The thing is that when Divinity is at its best, it’s a superb game that takes me to a place in my gaming-lizard-brain where I haven’t been in a long time. Coming out of the tutorial area and finding myself in a town solving a local murder mystery with far greater implications (shades of Ultima VII there) was a pleasant surprise, but discovering that the narrative didn’t simply use the murder investigation as a construct to get me into a fight as quickly as possible was revelatory.
It was like, after a year of eating at Chili's, I'd walked into a fine dining establishment that carefully prepares its food. When the waiter comes to my table, I’m programmed to expect to ask for nachos and a beer, but he just calmly smiles at me and hands me a wine list, letting me know in a very subtle way that the food will come in due time and not a moment sooner — and when it does, it will taste much different and much better than I’ve come to know.
Which is not to say the game is simply slow. Divinity doles out plot beats and new lines of inquiry at a healthy pace over the first few hours, but it never hurries to resolve them. It builds. Time and again I would reach a place in a quest where I was trained to think I was at the end of that particular journey, and instead of ending the quest, the game would just raise the stakes and leave me to find the next new direction to pursue.
Being careful to avoid spoilers here, you could arguably think you’ve finished the main quest for the opening area of the game without realizing that in fact there are still several layers to go. That's exactly what I did. I reached a point in that quest where I simply assumed the game had delivered its solution to me, and it wasn’t until two hours later that I realized: Oh! Things are definitely not as tidy as they seemed. Not by a long shot.
Let me also stress that when I talk about finishing the first main area of the game, I’m talking about a 30+ hour time commitment. It’s reasonable, at minimum I think, to expect a 70-hour first playthrough of the game, and if you get obsessive about exploration and quest completion (and you absolutely should get that obsessive), then you’re looking at a 100-hour runthrough.
What’s most impressive to me about that is that none of it feels like filler. That’s not to say that I loved every area, every puzzle or every quest line, but it always felt like things were there for a narrative reason and not just because someone was trying to fill empty space.
My playthrough of Divinity was entirely solo, but it can be played cooperatively with another player, each of you controlling one character and potentially one follower. If I were to try such a thing, it would likely be on a second playthrough, because I would have hated to be rushed through or miss some part of the interactions trying to keep in step with someone else's pace and agenda.

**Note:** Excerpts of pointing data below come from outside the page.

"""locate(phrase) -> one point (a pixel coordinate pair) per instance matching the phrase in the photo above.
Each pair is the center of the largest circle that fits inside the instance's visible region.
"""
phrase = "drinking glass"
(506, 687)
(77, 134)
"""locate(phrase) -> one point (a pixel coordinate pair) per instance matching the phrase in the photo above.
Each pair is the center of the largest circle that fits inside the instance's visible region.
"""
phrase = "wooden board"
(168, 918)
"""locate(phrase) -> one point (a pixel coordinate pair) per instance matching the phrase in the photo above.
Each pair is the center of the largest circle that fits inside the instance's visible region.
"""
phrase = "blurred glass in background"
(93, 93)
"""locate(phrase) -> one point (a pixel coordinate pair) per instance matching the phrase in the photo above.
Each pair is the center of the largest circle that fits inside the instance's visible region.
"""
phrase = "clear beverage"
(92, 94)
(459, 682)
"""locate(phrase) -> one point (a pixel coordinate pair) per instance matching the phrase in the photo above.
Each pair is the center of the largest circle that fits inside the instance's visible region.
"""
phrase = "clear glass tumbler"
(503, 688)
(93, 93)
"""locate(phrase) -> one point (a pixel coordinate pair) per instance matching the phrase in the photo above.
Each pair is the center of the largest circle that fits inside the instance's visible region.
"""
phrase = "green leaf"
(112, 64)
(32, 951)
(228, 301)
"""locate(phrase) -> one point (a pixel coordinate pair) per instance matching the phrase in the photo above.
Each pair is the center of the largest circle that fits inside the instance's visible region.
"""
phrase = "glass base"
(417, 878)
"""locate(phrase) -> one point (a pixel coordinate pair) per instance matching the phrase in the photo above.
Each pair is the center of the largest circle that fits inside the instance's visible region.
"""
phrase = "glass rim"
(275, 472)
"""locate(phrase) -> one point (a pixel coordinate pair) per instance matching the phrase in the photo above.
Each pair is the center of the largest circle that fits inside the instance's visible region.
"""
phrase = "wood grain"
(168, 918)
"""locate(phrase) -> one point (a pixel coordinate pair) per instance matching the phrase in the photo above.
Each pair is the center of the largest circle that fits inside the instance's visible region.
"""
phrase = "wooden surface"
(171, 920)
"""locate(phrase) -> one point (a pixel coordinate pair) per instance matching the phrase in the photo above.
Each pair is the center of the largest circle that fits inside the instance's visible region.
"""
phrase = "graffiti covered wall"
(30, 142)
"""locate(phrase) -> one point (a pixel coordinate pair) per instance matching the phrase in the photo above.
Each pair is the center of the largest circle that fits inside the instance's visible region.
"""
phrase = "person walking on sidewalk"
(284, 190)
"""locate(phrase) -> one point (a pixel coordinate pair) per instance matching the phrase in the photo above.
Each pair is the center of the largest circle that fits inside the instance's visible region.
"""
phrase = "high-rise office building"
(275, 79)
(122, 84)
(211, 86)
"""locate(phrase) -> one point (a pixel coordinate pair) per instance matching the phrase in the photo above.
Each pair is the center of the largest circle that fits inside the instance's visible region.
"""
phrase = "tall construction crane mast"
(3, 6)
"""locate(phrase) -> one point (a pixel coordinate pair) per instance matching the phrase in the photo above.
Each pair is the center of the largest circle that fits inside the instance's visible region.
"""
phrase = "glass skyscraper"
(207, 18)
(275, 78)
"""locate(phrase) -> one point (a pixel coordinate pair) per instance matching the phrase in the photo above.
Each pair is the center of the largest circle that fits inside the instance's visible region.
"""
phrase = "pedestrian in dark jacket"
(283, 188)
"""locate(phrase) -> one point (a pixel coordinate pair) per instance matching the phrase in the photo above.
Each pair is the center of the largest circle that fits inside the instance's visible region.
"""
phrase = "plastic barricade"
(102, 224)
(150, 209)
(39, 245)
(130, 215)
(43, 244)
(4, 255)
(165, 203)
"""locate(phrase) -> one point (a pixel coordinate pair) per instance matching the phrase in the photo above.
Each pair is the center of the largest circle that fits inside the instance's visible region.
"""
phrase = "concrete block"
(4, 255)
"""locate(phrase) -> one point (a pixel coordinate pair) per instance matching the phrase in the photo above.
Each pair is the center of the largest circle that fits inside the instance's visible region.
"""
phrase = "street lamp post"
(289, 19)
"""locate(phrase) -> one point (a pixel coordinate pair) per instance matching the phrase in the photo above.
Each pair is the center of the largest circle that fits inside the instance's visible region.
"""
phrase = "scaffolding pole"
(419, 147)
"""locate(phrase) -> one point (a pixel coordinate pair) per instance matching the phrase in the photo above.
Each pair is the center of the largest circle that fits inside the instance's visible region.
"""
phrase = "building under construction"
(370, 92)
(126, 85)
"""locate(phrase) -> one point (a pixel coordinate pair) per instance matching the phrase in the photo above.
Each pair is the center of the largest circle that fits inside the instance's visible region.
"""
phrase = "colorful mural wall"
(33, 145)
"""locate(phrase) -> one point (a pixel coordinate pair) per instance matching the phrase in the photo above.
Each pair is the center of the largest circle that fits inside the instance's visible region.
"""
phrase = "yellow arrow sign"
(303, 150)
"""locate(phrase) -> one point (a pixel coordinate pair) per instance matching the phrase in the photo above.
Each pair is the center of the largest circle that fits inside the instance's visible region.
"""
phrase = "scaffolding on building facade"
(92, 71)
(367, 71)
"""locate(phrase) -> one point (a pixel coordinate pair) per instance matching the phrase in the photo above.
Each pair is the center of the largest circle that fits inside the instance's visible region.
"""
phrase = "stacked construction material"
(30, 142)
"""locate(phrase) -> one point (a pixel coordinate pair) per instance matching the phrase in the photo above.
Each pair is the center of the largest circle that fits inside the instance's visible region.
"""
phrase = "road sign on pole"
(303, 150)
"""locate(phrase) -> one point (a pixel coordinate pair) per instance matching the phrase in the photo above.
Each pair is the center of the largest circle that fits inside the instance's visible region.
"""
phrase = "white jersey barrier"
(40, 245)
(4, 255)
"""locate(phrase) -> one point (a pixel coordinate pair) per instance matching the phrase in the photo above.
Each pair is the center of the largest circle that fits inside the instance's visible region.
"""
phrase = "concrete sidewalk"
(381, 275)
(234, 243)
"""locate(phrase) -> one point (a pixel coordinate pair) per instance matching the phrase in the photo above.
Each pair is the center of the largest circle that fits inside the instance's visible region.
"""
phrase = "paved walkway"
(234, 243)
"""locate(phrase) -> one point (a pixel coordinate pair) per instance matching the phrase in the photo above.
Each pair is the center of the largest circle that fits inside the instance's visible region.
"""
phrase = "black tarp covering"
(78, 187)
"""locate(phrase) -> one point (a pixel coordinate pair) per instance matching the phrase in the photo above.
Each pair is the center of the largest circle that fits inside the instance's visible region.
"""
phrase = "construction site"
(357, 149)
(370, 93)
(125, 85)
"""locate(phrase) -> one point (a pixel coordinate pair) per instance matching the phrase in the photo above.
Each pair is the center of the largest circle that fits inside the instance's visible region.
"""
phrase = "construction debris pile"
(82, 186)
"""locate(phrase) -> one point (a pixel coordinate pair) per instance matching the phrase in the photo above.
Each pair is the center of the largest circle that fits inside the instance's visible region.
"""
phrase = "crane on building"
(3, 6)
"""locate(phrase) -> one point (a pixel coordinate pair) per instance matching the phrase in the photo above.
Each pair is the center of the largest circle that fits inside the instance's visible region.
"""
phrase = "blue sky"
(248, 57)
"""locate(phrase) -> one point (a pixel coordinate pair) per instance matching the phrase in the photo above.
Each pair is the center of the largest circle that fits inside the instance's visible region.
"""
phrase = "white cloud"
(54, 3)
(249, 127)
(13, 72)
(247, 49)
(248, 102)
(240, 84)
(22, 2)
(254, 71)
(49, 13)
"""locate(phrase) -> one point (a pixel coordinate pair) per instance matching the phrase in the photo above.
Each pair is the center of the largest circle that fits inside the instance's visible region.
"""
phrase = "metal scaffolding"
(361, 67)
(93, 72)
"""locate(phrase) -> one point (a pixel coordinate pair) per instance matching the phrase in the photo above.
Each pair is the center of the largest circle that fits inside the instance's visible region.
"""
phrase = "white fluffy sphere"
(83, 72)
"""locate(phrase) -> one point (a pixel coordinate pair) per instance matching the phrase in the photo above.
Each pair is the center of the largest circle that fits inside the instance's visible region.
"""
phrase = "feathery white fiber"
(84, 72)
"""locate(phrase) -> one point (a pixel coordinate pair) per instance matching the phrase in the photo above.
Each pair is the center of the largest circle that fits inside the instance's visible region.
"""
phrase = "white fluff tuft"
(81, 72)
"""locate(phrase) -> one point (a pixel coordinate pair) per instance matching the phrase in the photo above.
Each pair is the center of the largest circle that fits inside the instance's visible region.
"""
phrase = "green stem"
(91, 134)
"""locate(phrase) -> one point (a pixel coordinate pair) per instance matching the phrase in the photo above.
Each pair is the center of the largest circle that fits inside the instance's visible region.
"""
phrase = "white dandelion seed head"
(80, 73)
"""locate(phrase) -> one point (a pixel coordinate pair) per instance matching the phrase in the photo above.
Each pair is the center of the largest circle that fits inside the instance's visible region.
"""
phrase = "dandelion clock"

Divinity: Original Sin feels like it was created with an unflinching philosophy from a different age in gaming, and for whatever problems the game may have, it never strays from the ethos it lays out from the very start. It’s weird, and probably a little unfair to everyone else to characterize it as such, but Divinity feels like a game created with exceptional integrity and love. When I’m playing it, I genuinely feel like the game is committed to delivering me an experience I haven’t had in a while.
Divinity won’t be for everyone, and that’s precisely part of what makes it so great. It’s not made for everyone. It’s made specifically for people who love these types of isometric, strategy-driven, deep RPGs. It doesn’t compromise on its pace, its difficulty or its requirement that the player stop and think.
You must gather your brain before venturing forth.